09.06.22
11:10

Le culte de l’enfant est un danger pour nos démocraties, selon une étude de l'UCLouvain

Des scientifiques de l'UCLouvain ont analysé les conséquences du culte de l’enfant, tant au sein des familles (parents) que des écoles (professeurs). Selon leurs conclusions, l'évolution des pratiques éducatives a amélioré les droits des enfants, avec une diminution notamment des violences à leur égard. Mais ce culte provoque aussi de l’anxiété, du narcissisme et des problèmes physiques (obésité) chez les enfants, tandis qu’il induit de l’épuisement chez les parents. Il est également "une menace pour nos sociétés démocratiques".

La solution? "Un équilibre entre bienveillance et cadre ferme" : "il faut laisser les enfants respirer, les laisser vivre leurs expériences", selon Serge Dupont (chargé de cours invité à la Faculté de psychologie de l’UCLouvain).

 

Changement des pratiques éducatives

En 1889, on votait en Belgique la première loi interdisant le travail des enfants de moins de 12 ans et limitant le travail des jeunes de 12 à 16 ans à 12h/jour. 130 ans plus tard, on réfléchit à supprimer les devoirs scolaires et on interdit la fessée dans de nombreux pays européens. De toute évidence, l’enfant a changé de statut.

Alors qu’il a été négligé voire méprisé pendant des siècles, il est de nos jours chéri et protégé. Ce phénomène, appelé le "culte de l’enfant" ou, poussé à son extrême, le phénomène de "l’enfant roi", s’est concrétisé dans un ensemble de lois et d’accords internationaux visant à protéger l’intérêt supérieur des enfants.

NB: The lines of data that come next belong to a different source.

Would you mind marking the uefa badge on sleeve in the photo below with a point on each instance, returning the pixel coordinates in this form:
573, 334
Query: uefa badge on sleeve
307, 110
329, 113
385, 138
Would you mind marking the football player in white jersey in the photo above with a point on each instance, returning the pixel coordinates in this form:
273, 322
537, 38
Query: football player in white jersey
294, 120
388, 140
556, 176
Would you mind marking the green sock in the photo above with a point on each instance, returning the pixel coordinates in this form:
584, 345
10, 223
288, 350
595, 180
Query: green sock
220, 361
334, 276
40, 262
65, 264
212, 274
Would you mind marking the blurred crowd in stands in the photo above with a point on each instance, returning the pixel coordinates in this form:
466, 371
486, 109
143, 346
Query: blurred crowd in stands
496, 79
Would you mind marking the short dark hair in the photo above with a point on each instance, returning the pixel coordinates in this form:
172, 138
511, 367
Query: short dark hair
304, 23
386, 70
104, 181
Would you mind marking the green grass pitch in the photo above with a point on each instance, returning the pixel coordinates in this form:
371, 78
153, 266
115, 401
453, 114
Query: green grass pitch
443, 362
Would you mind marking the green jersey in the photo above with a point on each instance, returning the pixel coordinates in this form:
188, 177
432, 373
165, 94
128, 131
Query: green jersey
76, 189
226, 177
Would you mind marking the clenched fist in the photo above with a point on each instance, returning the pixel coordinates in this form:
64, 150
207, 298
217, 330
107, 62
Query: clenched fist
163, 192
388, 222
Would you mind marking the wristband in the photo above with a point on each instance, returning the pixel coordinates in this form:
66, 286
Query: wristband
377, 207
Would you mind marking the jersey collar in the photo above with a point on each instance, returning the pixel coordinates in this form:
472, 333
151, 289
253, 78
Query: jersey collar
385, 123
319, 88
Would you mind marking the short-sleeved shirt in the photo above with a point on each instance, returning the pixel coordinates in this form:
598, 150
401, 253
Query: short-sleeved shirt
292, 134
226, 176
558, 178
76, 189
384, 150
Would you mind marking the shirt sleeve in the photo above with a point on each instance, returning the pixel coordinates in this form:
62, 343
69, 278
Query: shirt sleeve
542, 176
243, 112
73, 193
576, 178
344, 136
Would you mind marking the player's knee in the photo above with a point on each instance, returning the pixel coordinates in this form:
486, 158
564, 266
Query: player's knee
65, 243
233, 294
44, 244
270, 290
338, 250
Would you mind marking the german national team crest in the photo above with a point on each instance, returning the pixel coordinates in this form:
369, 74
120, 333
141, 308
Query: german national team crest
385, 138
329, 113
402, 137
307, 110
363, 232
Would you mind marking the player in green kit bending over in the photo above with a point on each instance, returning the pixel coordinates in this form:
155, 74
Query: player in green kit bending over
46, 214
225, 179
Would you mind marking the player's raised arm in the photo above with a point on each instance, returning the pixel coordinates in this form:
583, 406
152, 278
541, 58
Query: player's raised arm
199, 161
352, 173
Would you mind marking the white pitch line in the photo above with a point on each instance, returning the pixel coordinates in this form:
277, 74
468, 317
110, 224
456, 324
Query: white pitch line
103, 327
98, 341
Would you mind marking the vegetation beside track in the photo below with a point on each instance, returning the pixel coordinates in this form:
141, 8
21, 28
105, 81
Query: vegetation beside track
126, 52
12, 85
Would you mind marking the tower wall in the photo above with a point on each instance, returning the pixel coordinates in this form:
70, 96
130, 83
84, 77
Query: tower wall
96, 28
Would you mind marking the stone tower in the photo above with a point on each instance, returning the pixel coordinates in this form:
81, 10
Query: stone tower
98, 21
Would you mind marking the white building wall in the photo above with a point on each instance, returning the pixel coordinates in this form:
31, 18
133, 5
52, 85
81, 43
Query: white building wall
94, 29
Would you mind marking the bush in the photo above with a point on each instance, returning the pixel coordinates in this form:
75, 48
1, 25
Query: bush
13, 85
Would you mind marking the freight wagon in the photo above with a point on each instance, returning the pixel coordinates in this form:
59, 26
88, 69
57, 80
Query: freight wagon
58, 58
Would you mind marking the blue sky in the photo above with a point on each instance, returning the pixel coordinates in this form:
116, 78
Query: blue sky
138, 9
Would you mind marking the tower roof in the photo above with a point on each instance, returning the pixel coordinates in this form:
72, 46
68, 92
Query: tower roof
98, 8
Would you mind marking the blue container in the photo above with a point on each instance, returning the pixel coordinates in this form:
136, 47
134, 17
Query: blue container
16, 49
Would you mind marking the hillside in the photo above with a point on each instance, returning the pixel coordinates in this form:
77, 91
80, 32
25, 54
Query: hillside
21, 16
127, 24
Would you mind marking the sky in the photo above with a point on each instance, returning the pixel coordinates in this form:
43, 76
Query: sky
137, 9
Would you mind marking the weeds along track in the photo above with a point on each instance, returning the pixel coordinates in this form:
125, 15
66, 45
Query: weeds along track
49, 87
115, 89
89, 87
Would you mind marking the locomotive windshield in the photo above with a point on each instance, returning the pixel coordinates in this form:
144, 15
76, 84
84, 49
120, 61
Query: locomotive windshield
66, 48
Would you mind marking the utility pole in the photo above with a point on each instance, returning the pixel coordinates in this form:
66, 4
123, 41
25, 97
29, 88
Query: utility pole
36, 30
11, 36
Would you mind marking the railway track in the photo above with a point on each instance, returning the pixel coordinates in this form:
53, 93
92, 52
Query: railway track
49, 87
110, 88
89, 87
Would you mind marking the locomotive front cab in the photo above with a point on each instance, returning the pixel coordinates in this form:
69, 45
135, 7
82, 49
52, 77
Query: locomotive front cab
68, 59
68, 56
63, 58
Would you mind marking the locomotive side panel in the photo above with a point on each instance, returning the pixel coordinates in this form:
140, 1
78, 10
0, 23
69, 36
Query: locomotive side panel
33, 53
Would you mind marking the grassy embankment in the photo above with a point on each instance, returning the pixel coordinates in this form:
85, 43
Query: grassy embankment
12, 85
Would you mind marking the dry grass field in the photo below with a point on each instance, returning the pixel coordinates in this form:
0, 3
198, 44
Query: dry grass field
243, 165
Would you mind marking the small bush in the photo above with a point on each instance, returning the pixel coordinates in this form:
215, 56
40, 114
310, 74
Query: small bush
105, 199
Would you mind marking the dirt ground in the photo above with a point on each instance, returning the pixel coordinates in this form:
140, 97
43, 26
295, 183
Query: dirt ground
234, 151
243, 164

Il s’est également accompagné d’un changement des pratiques éducatives au sein de nombreuses familles et écoles : il s’agit aujourd’hui de respecter chacun de leurs besoins, d’être attentif à leur bien-être, de diminuer les exigences et de les protéger de tout éventuel danger, communique l'équipe de scientifiques de l’UCLouvain.

Serge Dupont, Isabelle Roskam et Moïra Mikolajczak ont examiné, d’un point de vue historique, cette évolution des représentations associées à l’enfance. L’objectif était d’analyser les changements des pratiques éducatives au sein des familles et des écoles et d’analyser, en s’appuyant sur plusieurs études empiriques en psychologie, les conséquences de ce culte, d’une part sur les enfants et les parents, d’autre part au sein des écoles (élèves et professeurs). Les résultats sont publiés dans la revue scientifique Social Sciences.

 

Narcissisme et individualisme

Si cette volonté de protéger l’intérêt supérieur des enfants a engendré de nombreux bénéfices - plus de reconnaissance de leurs droits et moins de violence à leur égard -, les scientifiques de l'UCLouvain ont également identifié de possibles conséquences négatives.

Les enfants objets de ce culte risquent en effet de pâtir de problèmes de santé mentale (symptômes dépressifs et anxiété) et physique (risques d’obésité), de devenir plus narcissiques et moins matures et de développer moins de compétences cognitives. Les adultes risquent en outre de s’épuiser toujours plus dans leur volonté de se rapprocher des besoins et intérêts des enfants.

Soulignons enfin que nos sociétés démocratiques sont également menacées par ce culte de l’enfant roi, dans la mesure où ces pratiques éducatives produisent des individus très éloignés d’un idéal de citoyenneté à la hauteur des enjeux politiques, économiques et écologiques qui affectent et affecteront notre monde.

Un exemple? Le narcissisme induit par le culte de l’enfant leur ôte leur esprit critique et leur capacité à privilégier l’intérêt général. Un enfant individualiste ou avec moins de compétences cognitives éprouvera des difficultés à s’engager pour la cause climatique par exemple (laquelle nécessite une part de sacrifice, d’aller au-delà de son intérêt personnel).

 

Trouver un nouvel équilibre


La solution? L’idéal serait de trouver un nouvel équilibre dans l’éducation des enfants, selon les scientifiques de l'UCLouvain.

  • Ne plus rester fixé sur les bénéfices à court terme (bien-être) mais également prendre en compte les perspectives à long terme en lien avec un idéal de citoyenneté à la hauteur des enjeux auxquels nous seront confrontés ;
  • considérer, outre les besoins des enfants, ceux des autres et du monde qui les entoure
  • combiner une discipline ferme et juste avec de la bienveillance
  • laisser les enfants respirer, vivre des expériences et surmonter des épreuves sans la présence parfois étouffante des parents.